Addressing the Social and Behavioral Determinants of Risky Behavior by Gay/Bisexual Men

Efforts to reduce the risk environment (such as reducing community viral load) must be complemented by efforts at reducing risk taking by the individual. Public health has a responsibility to provide the best possible information to individuals about risk, so they can make informed choices. This is particularly true with regard to behaviors such as serosorting and specific sexual practices.

However, a focus strictly on HIV risk or sexual health or risk taking among MSM does not fully address the behavioral determinants of risk taking, the often deeply embedded factors that are usually non-sexual in origin that result in higher risk taking. The literature suggests that these range from experience of bullying and other forms of stigma in adolescence and beyond, experience of sexual violence, domestic violence, depression and other mental health issues, and substance use. Without a syndemic approach, we are not going to address the fundamental behavioral determinants of HIV-related risk taking among gay men.

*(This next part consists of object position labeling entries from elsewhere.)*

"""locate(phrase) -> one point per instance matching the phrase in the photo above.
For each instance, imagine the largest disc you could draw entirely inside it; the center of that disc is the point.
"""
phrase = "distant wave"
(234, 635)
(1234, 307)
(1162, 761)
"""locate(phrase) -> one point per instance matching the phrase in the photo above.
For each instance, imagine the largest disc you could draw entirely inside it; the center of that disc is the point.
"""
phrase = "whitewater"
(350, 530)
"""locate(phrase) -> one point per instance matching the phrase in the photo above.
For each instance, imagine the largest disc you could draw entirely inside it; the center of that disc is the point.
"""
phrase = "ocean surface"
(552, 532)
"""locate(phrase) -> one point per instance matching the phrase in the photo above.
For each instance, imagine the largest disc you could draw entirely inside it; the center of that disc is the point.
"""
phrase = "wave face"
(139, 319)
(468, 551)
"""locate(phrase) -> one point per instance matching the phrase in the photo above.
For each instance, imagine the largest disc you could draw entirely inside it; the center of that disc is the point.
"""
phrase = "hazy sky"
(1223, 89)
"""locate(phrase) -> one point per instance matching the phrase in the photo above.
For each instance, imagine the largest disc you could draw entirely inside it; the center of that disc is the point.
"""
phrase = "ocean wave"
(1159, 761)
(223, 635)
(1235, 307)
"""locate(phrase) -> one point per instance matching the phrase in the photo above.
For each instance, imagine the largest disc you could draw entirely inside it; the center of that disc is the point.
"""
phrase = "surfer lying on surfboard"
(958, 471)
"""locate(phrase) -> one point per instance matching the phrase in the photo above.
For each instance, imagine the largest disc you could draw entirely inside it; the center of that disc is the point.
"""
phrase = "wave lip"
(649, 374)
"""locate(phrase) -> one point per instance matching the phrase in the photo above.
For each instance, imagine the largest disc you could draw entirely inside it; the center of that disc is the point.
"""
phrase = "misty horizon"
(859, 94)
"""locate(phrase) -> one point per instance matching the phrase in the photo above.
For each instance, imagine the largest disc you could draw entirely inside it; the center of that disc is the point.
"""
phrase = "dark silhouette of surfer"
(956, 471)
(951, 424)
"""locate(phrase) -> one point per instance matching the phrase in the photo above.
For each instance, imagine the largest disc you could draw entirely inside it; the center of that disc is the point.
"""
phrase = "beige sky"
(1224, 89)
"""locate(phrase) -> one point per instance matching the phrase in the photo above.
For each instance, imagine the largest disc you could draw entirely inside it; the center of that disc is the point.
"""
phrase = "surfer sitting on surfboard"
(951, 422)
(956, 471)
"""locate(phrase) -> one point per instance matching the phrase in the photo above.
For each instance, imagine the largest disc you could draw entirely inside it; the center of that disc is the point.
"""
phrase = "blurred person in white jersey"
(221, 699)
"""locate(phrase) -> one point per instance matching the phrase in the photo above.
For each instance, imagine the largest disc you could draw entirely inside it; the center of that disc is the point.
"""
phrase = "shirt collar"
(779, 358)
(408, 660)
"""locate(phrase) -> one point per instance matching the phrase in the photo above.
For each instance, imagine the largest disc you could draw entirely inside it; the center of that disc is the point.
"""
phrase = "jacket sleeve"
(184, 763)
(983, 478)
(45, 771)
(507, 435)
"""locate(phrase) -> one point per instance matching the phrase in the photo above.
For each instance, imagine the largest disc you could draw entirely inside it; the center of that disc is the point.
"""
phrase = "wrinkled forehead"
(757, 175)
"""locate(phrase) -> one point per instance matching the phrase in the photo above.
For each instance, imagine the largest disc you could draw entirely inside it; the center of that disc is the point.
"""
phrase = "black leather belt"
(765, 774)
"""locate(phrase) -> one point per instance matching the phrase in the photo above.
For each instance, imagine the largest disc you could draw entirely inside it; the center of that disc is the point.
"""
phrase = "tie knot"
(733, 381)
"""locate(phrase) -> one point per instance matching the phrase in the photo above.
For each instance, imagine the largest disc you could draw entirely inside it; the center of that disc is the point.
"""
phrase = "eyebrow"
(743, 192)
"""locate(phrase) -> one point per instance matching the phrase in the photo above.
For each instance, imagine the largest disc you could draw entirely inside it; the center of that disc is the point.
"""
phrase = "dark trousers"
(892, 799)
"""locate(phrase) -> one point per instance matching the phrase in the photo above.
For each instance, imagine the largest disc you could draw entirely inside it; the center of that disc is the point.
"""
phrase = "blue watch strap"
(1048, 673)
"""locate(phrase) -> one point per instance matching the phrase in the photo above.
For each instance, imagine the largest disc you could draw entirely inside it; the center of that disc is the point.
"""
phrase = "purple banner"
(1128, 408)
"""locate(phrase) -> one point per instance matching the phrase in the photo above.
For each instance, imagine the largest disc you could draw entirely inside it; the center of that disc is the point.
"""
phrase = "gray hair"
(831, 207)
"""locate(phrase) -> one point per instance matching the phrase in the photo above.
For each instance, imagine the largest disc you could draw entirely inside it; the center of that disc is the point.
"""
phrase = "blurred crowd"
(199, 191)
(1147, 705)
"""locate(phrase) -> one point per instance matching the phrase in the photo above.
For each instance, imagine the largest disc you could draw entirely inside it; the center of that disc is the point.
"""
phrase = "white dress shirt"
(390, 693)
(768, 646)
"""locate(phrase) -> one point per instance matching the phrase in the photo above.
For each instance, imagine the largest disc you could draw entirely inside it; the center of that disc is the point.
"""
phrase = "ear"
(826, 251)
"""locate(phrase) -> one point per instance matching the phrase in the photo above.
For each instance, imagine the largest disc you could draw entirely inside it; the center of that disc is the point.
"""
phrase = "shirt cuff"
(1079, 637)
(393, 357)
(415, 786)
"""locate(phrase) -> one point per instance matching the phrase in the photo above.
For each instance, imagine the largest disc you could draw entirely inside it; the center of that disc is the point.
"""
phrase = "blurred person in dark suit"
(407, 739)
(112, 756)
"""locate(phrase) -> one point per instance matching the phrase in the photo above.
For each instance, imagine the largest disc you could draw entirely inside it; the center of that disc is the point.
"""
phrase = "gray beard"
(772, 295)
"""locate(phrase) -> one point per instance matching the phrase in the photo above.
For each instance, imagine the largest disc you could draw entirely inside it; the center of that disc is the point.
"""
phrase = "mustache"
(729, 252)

One particular opportunity to address this broader approach to healthier lives for gay men is through the newly-created Community Transformation Grants, expected to start in FY 2011. These grants are designed to address policy and structural changes that can promote healthier lives, with an emphasis on addressing disparities.  CDC has an opportunity to develop a package of interventions that communities (state or local health departments or community based organizations) could adopt to change the risk environment for gay men.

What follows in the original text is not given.